"""
  PDA.Palm.App.Doc - E-Text Document
  $Id: Doc.py,v 1.9 1998/09/09 16:55:24 rob Exp $

  Copyright 1998 Rob Tillotson <rob@io.com>

  This program is free software; you can redistribute it and/or modify
  it under the terms of the GNU Library General Public License, version 2,
  as published by the Free Software Foundation.

  This program is distributed in the hope that it will be useful, but
  WITHOUT ANY WARRANTY; without even the implied warranty of
  MERCHANTABILITY or FITNESS FOR A PARTICULAR PURPOSE.  See the GNU
  General Public License for more details.

  You should have received a copy of the GNU Library General Public License
  along with this program; if not, write the Free Software Foundation,
  Inc., 59 Temple Place, Suite 330, Boston, MA 02111-1307 USA.

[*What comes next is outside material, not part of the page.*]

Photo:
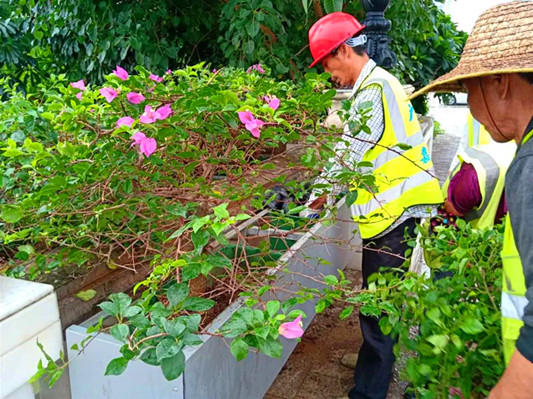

  This module handles databases in the standard Palm e-text
  format used by applications such as AportisDoc, JDoc, TealDoc,
  etc.

  DOC databases are an excellent example of a reasonably complex
  file format for the Palm.  DOC databases contain three types
  of records: a header, any number of text records (which may be
  compressed by a simple algorithm that gives 40-50% compression
  on many files), and some bookmark records.  The classes in this
  module show how such a database could be handled; the appropriate
  class for a record is selected according to its position in the
  database and the information in the header.

  A small C module (_Doc) goes with this one; it contains the
  the compression and decompression routines from "makedoc", since
  it would be significantly slower to use Python for this.

  Also included are a pair of classes, DOCReader and DOCWriter, which
  implement streamed access to a DOC database.  These classes allow
  you to treat DOCs as ordinary text files, to a certain extent.
  While the reader class is useful, the writer class is even more so,
  since it allows (beware! large memory consumption) you to stream
  data into the file, set bookmarks, etc. without having to know in
  advance how big the text is.  (The util subdirectory of the package
  contains a couple of examples of what this is good for.)
"""

__version__ = '$Id: Doc.py,v 1.9 1998/09/09 16:55:24 rob Exp $'
  
import PDA.Palm

import string, struct

# C module
from PDA.Palm import _Doc, FLD_STRING, FLD_INT

COUNT_BITS = 3

# DOC compression is fairly simple, and is optimized for compressing ASCII
# text... for a simple algorithm, it does reasonably well, achieving almost
# 50% compression on most files.  The two main compression techniques are:
#  - collapsing of spaces into an adjacent ASCII character, by setting the
#    high bit... this accounts for all inter-word spaces, and probably
#    10% or more compression.
#  - simple run encoding within a 4096 byte text record; it can encode a repeat
#    sequence of 3-10 bytes (3 count bits) anywhere within 2048 bytes before
#    the current position

# This function has been replaced by C but is left here as a reminder of
# inefficient Python coding :)
def _uncompress(s):
    s = map(ord, s)
    x = 0
    o = []
    try:
	while 1:
	    c = s[x]
	    x = x + 1
	    if c > 0 and c < 9:  # just copy that many bytes
		for y in range(0, c):
		    o.append(s[x])
		    x = x + 1
	    elif c < 128: # a regular ascii character
		o.append(c)
	    elif c > 0xc0: # a regular ascii character with a space before it
		o.append(32)
		o.append(c & 0x7f)
	    else: # a compressed sequence
		c = c << 8
		c = c | s[x]
		x = x + 1
		m = (c & 0x3fff) >> COUNT_BITS
		n = (c & ((1 << COUNT_BITS)-1)) + 3
		for y in range(0, n):
		    o.append(o[len(o)-m])
    except IndexError:
	pass
    return string.join(map(chr, o), '')


_header_fields = {
    'version': (FLD_INT, 0),
    'spare': (FLD_INT, 0),
    'storylen': (FLD_INT, 0),
    'textrecs': (FLD_INT, 0),
    'recsize': (FLD_INT, 0),
    'spare2': (FLD_INT, 0)
    }

class HeaderRecord(PDA.Palm.Record):
    def __init__(self, raw='', index=0, id=0, attr=0, category=0):
	self.fields = _header_fields
	PDA.Palm.Record.__init__(self, raw, index, id, attr, category)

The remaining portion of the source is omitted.